I totally agree with you regarding drug prices overall, but insulin is different in this respect. A vial of Humalog cost $35 in 2001. The exact same size vial of the exact same insulin -- no refreshed patent, no reformulations, no improvements, no change whatsoever -- cost $270 in 2017. If the price would have only followed inflation, it would have been $48.50 in 2017.
Are you 100% certain that it's the exact same vial? This [1] article claims that Humalog's patents expired in 2013 and 2014.

If you're right, do you know why no generic producers of the drug were able to enter the market by 2017?

[1] https://www.pbs.org/newshour/health/insulin-market-shakeup-p...

Yes, I am 100% certain.

Insulins are biologic medicines, so once patents expire you might get biosimilar drugs which also require FDA approval, not generics as with other drugs. Admelog is the biosimilar for Humalog, approved by the FDA in early 2018.

As I understand it, Sanofi (Admelog's manufacturer) sets the price to be only slightly below that of Humalog.

Eli Lilly, Novo Nordisk, and Sanofi manufacture substantially all of the insulin, and they more or less follow each other price-wise. There's not the competition you would expect that would drive down prices.

EDIT: they compete by offering varying discounts to particular insurance companies to only cover their insulin at the exclusion of the other company's insulins. This often leads to a letter to patients near the end of the year telling them that the insurance company has decided that their treatment plan has now changed, decisions of their doctor be damned. (Yes, you can appeal and what-not, but it's still fundamentally the insurance company's decision, not your doctor.) This, of course, also screws anyone without insurance who is expected to pay list price.

Gracias for the information. I had to look up biologic medicine to understand what the difference is with other drugs like say acetaminophen. This article from forbes laid it out [1].

TLDR:

1) Biologic / large molecule drugs (insulin) are much harder to produce than small molecule drugs like acetaminophen.

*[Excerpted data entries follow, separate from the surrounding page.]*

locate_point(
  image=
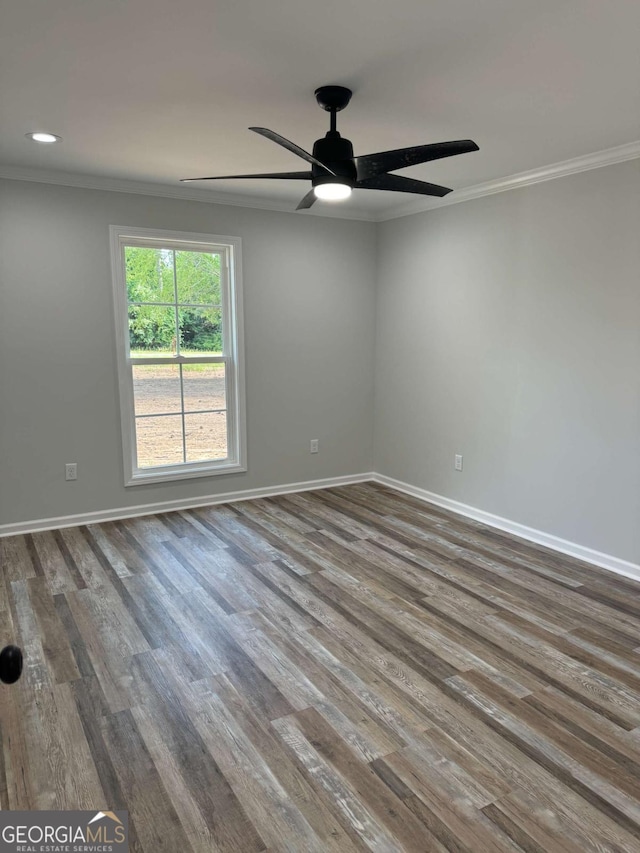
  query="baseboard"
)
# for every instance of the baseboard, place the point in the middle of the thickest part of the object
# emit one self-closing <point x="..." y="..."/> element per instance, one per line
<point x="170" y="506"/>
<point x="555" y="543"/>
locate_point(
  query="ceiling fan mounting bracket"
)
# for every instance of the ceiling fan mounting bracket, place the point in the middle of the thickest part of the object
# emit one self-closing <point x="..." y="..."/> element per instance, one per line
<point x="333" y="98"/>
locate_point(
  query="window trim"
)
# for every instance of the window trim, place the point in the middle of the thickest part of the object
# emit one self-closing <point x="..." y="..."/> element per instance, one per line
<point x="121" y="236"/>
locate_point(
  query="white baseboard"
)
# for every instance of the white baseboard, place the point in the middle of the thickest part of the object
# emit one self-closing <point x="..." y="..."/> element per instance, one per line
<point x="555" y="543"/>
<point x="170" y="506"/>
<point x="588" y="555"/>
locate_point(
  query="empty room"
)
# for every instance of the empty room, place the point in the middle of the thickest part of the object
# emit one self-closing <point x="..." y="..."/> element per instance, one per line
<point x="319" y="426"/>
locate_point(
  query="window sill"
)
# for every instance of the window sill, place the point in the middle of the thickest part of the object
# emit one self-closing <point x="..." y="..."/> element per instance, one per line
<point x="167" y="475"/>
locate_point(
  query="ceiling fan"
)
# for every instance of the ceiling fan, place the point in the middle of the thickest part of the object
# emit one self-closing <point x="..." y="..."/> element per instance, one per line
<point x="335" y="172"/>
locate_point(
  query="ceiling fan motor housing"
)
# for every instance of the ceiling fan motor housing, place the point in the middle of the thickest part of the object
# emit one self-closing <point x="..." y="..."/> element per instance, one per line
<point x="337" y="154"/>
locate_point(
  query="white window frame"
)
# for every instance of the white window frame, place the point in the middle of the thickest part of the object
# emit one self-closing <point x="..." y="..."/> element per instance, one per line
<point x="232" y="358"/>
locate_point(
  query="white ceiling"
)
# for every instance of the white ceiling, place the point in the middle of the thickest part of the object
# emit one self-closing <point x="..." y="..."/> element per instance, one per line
<point x="156" y="90"/>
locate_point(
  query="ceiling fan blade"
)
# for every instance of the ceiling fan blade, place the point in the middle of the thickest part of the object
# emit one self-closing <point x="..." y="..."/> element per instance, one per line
<point x="307" y="201"/>
<point x="290" y="146"/>
<point x="370" y="165"/>
<point x="400" y="184"/>
<point x="289" y="176"/>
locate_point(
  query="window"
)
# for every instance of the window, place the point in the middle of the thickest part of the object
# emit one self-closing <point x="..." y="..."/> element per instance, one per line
<point x="179" y="338"/>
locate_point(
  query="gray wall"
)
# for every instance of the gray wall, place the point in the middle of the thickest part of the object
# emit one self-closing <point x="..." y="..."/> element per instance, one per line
<point x="309" y="318"/>
<point x="508" y="330"/>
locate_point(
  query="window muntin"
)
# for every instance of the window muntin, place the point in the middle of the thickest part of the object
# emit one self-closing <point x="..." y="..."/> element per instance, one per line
<point x="179" y="335"/>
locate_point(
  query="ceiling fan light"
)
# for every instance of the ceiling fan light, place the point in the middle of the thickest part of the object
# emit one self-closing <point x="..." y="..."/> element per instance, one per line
<point x="332" y="192"/>
<point x="41" y="136"/>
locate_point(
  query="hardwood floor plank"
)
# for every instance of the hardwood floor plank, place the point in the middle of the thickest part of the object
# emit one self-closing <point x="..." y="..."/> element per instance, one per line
<point x="343" y="670"/>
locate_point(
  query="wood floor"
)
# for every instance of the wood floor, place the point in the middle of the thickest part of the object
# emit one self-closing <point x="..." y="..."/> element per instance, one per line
<point x="340" y="670"/>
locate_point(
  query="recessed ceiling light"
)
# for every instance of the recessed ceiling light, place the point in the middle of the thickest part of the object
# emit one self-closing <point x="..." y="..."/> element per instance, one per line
<point x="38" y="136"/>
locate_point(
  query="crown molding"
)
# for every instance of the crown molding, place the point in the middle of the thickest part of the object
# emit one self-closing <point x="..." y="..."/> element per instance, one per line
<point x="123" y="185"/>
<point x="609" y="157"/>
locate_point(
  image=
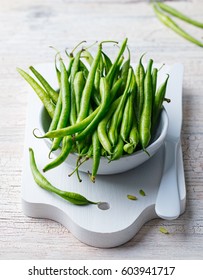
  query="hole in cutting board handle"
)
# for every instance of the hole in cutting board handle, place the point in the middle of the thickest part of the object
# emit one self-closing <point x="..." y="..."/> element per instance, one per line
<point x="103" y="205"/>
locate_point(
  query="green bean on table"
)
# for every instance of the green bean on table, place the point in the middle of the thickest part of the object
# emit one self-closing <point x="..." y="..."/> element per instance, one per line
<point x="175" y="27"/>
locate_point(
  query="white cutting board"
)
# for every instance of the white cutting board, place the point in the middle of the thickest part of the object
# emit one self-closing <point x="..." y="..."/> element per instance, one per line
<point x="91" y="224"/>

2) The FDA thus requires a lengthly, costly approval process to make generic large-molecule drugs. And since often these drugs are not atom-by-atom the same like small molecule drugs, they are referred to as "bio-similar"

3) Additionally- though least clear from the article, while the patent on a large molecule drug does expire after 20 years in the same way as small-molecule drugs, it appears that the larger-molecule gives a wider area to patents that can be applied to it. The article hints at, but does not make explicit, a mechanism for "evergreening" as I tried to clarify elsewhere in these comments.

Anyways, thought I'd write it up the TLDR because this background info would have been useful to know prior to engaging in this comment section.